El autor/narrador/personaje narra hitos del pasado como pretexto para analizar ciertos rasgos de su identidad. Son una excusa a fin de hacer taxonomía de patrones anclados en una violencia muy interna, muy de quien jode a cuentagotas y sin remordimientos. El otro personaje, es decir, la pareja mencionada, probablemente sea también un desdoblamiento. Este recurso remite a Soplo de vida de Clarice Lispector, quien juega de forma metaficcional con las capas narratológicas. Es un sistema que podría tildarse de coral.

*

Paseábamos a la perra en el parque de Zapote, caminaba torpemente como los astronautas en los videos del alunizaje. Entretanto, su dueña intentaba enderezarla tensándole la correa de manera violenta. Habían pasado unas semanas desde su promesa de dejarme. Mi falta de reacción al comentario la tenía del nervio y eso me daba un placer de ajedrecista: metódico, bélico. Lo cual, en retrospectiva, solo demuestra mi espíritu perdedor de entonces (entonces, ahora, same old, same old). Evitaba confrontarme directamente, limitándose a expurgar su frustración en aquellos pequeños actos cotidianos. Otras veces, solo me ignoraba, desapareciendo inclusive de sus redes sociales. Ese periodo fue, de manera irónica, el más calmo en mucho tiempo.

Cruzamos la calle ladeando la iglesia y fijamos rumbo entre la turbulencia de un tráfico caníbal. Nunca entendí muy bien la razón por la cual obligaba al animal a salir en esas circunstancias, la bulla de las tiendas y los bares me parecían insalubres, más en el caso específico de esa raza.

—Diego –me dijo–, hoy es la última. Ya le expliqué, tengo a alguien más.

La miré y noté lo sincero de su afirmación. Entonces, levanté los hombros: el gesto universal de “nada que hacer”.

—¿No piensa responder, güevón? –gritó.

Lo pensé y solo me dio por repetir el gesto.

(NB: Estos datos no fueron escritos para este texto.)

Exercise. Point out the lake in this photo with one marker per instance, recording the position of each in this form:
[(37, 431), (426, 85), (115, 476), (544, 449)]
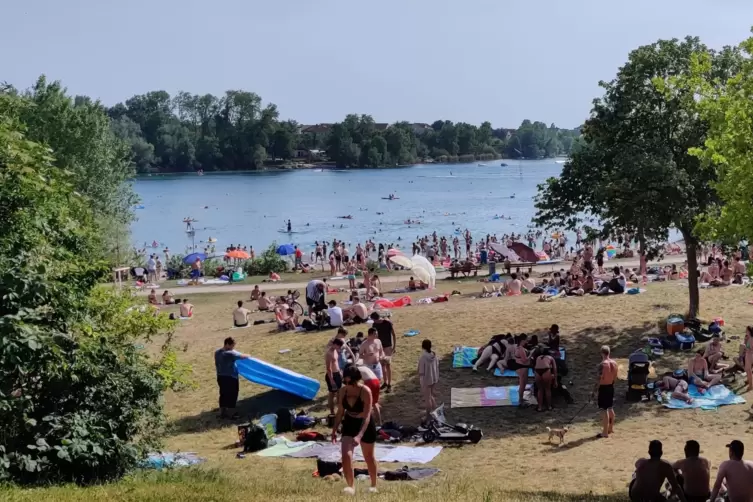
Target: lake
[(252, 208)]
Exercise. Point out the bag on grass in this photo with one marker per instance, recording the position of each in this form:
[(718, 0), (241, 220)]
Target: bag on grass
[(256, 439), (285, 418)]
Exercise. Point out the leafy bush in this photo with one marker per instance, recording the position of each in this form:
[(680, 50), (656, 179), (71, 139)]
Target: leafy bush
[(78, 400), (266, 262)]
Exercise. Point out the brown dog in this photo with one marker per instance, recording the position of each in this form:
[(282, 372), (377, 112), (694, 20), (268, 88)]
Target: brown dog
[(560, 433)]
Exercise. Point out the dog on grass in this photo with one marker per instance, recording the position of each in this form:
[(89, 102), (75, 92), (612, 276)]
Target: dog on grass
[(560, 433)]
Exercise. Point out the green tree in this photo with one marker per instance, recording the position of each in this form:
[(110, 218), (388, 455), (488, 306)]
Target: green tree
[(79, 401), (726, 105), (634, 172)]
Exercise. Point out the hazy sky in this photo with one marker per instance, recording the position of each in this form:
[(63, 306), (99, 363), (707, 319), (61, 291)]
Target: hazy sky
[(416, 60)]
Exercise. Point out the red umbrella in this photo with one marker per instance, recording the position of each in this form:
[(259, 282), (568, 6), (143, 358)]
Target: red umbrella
[(526, 254)]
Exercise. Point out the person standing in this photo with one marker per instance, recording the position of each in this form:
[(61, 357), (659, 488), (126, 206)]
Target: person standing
[(333, 376), (240, 316), (354, 411), (605, 391), (386, 333), (737, 473), (428, 375), (151, 269), (227, 377)]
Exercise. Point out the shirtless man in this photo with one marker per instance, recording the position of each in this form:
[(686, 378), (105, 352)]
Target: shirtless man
[(739, 270), (737, 473), (650, 475), (696, 473), (333, 375), (372, 353), (356, 313), (186, 309), (698, 372), (240, 316), (678, 387), (514, 285), (371, 381), (264, 301), (255, 293), (713, 354), (605, 391)]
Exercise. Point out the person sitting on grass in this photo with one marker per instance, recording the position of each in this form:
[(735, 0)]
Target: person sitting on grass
[(186, 309), (650, 476), (698, 373), (695, 473), (240, 316), (255, 293), (167, 298), (678, 387)]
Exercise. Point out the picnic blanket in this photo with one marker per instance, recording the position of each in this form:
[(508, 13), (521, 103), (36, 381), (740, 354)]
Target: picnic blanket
[(481, 397), (715, 396), (383, 453), (512, 374)]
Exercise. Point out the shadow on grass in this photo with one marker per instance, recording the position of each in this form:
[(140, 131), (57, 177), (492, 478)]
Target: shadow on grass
[(249, 409), (404, 404)]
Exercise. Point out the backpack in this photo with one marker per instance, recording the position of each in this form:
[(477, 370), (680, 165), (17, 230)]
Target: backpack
[(285, 419), (256, 439)]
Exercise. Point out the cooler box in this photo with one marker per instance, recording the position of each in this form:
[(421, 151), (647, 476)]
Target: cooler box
[(675, 324)]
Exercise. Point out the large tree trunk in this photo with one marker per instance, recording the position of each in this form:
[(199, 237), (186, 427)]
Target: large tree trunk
[(691, 248)]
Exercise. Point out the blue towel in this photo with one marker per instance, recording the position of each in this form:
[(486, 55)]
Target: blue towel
[(715, 396)]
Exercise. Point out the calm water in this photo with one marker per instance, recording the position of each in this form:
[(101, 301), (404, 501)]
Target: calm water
[(251, 208)]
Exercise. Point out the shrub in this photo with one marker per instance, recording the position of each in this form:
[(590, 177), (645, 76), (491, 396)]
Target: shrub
[(268, 261)]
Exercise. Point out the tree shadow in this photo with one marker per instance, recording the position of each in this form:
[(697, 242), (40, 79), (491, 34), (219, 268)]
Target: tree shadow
[(404, 405), (249, 409)]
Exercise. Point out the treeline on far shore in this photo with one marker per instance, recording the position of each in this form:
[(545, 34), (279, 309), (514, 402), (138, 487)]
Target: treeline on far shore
[(237, 131)]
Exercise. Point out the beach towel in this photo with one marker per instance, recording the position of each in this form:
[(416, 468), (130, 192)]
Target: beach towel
[(715, 396), (488, 396), (383, 453), (462, 357)]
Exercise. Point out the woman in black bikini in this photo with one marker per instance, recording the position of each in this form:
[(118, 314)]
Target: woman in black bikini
[(545, 368), (518, 362), (358, 428)]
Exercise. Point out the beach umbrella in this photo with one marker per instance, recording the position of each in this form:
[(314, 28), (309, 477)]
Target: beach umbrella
[(425, 266), (237, 253), (527, 254), (401, 260), (193, 256), (285, 249), (422, 274)]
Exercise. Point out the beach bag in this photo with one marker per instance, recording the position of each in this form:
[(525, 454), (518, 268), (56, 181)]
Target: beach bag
[(285, 419), (256, 439), (325, 468)]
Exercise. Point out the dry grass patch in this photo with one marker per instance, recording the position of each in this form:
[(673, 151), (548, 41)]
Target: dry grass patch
[(514, 451)]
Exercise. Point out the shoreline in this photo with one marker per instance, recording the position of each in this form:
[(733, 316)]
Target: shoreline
[(441, 276)]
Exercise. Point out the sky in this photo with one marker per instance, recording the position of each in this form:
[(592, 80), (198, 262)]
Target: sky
[(318, 60)]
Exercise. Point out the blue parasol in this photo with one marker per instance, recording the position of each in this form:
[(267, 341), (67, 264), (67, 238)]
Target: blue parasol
[(192, 257), (285, 249)]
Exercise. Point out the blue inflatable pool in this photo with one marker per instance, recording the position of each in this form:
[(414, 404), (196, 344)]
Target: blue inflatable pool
[(278, 378)]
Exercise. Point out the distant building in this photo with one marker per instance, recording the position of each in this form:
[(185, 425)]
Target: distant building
[(420, 128), (316, 129)]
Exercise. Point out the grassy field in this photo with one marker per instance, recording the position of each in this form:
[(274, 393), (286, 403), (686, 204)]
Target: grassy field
[(514, 462)]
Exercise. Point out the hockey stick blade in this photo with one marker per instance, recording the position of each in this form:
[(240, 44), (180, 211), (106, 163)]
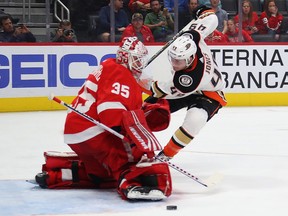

Continuamos en silencio. La hora comenzaba a activar el alumbrado público y el vaivén citadino subía los decibeles entre los callejones. Un lugar puede ser voraz: un minuto no, un minuto sí. Ese barrio tenía esa imprevisibilidad. El planeta entero la tiene. Dixy, reaccionando al ruido, se le escapó de las manos a Fiorella. Hizo diagonal sobre el asfalto en una maniobra suicida. Solo llegué a escuchar el gemido y el frenazo subsiguiente.

*

Pasaron los años y la distancia me coloca en otro lugar junto a otras personas. Ahora tengo calma al tratar a mis pares, me deshice de esa presunción que afectaba mis relaciones interpersonales. En buena teoría, porque a veces me pienso mucho peor; un tirano probablemente muera tirano. Siendo un asiduo lector de los románticos, la egolatría siempre me funcionó como ese juego de espejos fundamental para justificar mi falta de habilidades pragmáticas.

Alguna vez alguien me llamó un diosecillo y eso lo refuto: nunca me creí divino, sino un dandy, un burgués por encima de lo mundano. Lo mesiánico me resulta vulgar, simplón, si se quiere.

Tal vez lo único cierto es que pasaron los años y, efectivamente, aumentaron las distancias. Es una obviedad con la suficiente ambivalencia para imprimirle interpretaciones optimistas; no dice nada de forma definitiva, pero intuye, como muchos mitos personales, una tendencia hacia la mejora. En el fondo, una manera de pensar muy occidental.